Hi Sharon – Thank you for your kind words! I apologize for my delay in responding. While we do have biodegradability certification on the Sal Suds, the third party analysis that conducted the studies did not give us the detailed timeline or precise breakdown components for which you are looking. The international standard for deeming a substance “biodegradable” requires at least 60% of the product to break down within 28 days, which indicates that the product will rapidly and completely biodegrade. However, the biodegrading could happen faster, and that is what we don’t precisely know. Sal Suds has been approved for greywater systems, but I don’t know if your type of filtration and reuse system is the same.

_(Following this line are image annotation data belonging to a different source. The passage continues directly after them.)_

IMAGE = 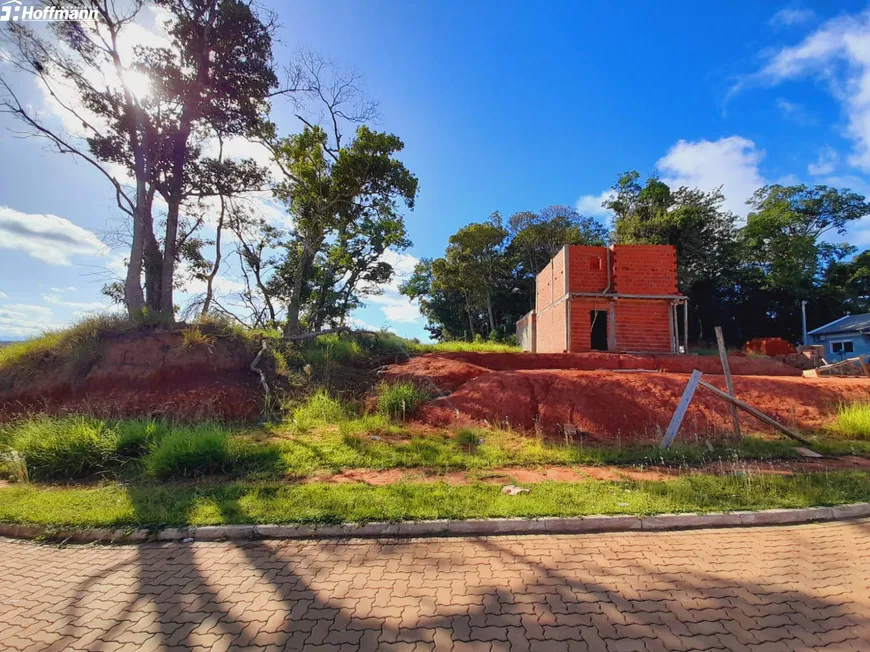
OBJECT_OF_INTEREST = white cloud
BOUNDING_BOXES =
[0,206,105,266]
[776,97,816,126]
[42,294,111,312]
[363,249,423,324]
[767,8,816,28]
[575,190,613,217]
[656,136,765,216]
[0,303,60,338]
[731,10,870,170]
[807,147,840,177]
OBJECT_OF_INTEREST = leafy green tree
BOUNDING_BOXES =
[444,212,507,333]
[273,125,417,336]
[742,185,870,298]
[507,205,607,275]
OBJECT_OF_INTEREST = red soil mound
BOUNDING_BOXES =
[423,370,870,440]
[418,351,801,376]
[382,354,490,392]
[0,332,263,420]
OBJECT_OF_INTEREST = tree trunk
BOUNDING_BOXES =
[144,189,163,314]
[486,292,495,334]
[124,201,145,318]
[200,193,227,317]
[284,250,309,337]
[160,198,181,323]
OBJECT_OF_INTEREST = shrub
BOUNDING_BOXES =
[145,424,240,479]
[115,419,169,458]
[832,401,870,440]
[181,326,215,351]
[378,381,431,419]
[293,389,350,428]
[10,417,118,480]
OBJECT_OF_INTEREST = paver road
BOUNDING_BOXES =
[0,520,870,652]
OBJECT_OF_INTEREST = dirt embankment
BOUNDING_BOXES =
[385,353,870,441]
[0,332,263,420]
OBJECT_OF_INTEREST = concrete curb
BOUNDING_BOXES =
[0,503,870,543]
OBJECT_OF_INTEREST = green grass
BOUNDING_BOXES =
[377,380,432,421]
[300,331,522,367]
[0,472,870,527]
[291,389,351,432]
[7,417,119,480]
[0,416,816,480]
[830,401,870,441]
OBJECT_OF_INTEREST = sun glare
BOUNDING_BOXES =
[124,70,151,99]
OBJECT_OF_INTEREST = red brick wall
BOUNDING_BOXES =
[553,247,565,302]
[535,261,564,312]
[616,299,671,353]
[571,297,610,353]
[568,245,607,292]
[535,301,568,353]
[613,245,677,294]
[535,245,677,353]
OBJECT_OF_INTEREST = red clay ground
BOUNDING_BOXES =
[0,332,263,421]
[385,353,870,441]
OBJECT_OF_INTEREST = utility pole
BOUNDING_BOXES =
[801,301,809,346]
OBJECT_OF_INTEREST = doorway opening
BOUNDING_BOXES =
[589,310,607,351]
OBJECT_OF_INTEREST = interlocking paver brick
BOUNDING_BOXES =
[0,519,870,652]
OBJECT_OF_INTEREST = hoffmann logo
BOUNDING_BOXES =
[0,0,98,22]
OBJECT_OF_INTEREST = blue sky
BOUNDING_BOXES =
[0,1,870,339]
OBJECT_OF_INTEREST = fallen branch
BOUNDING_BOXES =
[699,380,813,446]
[251,340,270,405]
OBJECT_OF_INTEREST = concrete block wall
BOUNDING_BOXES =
[615,299,671,353]
[517,310,537,353]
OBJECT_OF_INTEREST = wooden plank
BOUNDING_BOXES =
[661,369,701,448]
[700,380,813,446]
[713,326,743,439]
[816,353,870,371]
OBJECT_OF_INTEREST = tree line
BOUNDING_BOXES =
[0,0,417,336]
[401,171,870,345]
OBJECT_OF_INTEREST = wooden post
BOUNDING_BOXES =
[714,326,743,439]
[683,299,689,353]
[661,369,701,448]
[699,379,813,446]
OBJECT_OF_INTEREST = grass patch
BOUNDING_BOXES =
[0,471,870,527]
[0,416,816,480]
[143,423,277,480]
[830,401,870,441]
[378,381,432,421]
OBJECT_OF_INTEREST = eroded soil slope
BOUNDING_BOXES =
[0,332,263,420]
[385,353,870,441]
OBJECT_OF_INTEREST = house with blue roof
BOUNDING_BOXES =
[807,313,870,362]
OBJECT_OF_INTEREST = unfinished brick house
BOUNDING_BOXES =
[517,245,688,353]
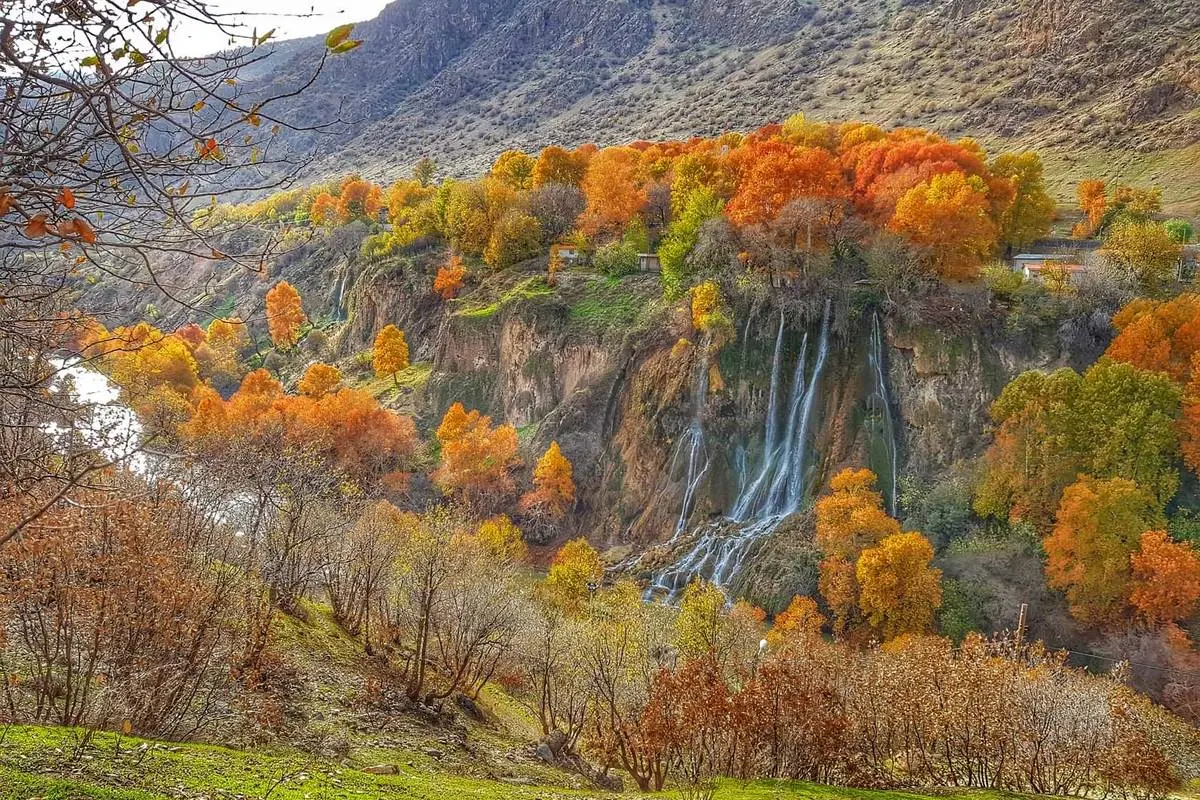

If the manufacturer in general does not recommend soaps or detergents be used in it, I would perhaps refrain from using Sal Suds. Perhaps you could address the question to them and see what they say: Would a biodegradable, non-toxic detergent be usable in the system? I am interested to know what they say. Sal Suds does have a lot of initial foam, even though it will eventually biodegrade in an aquatic or soil environment.

About Lisa Bronner

My grandfather was Dr. Bronner, my family makes soap, and I share ways to use it plus tips on greener living.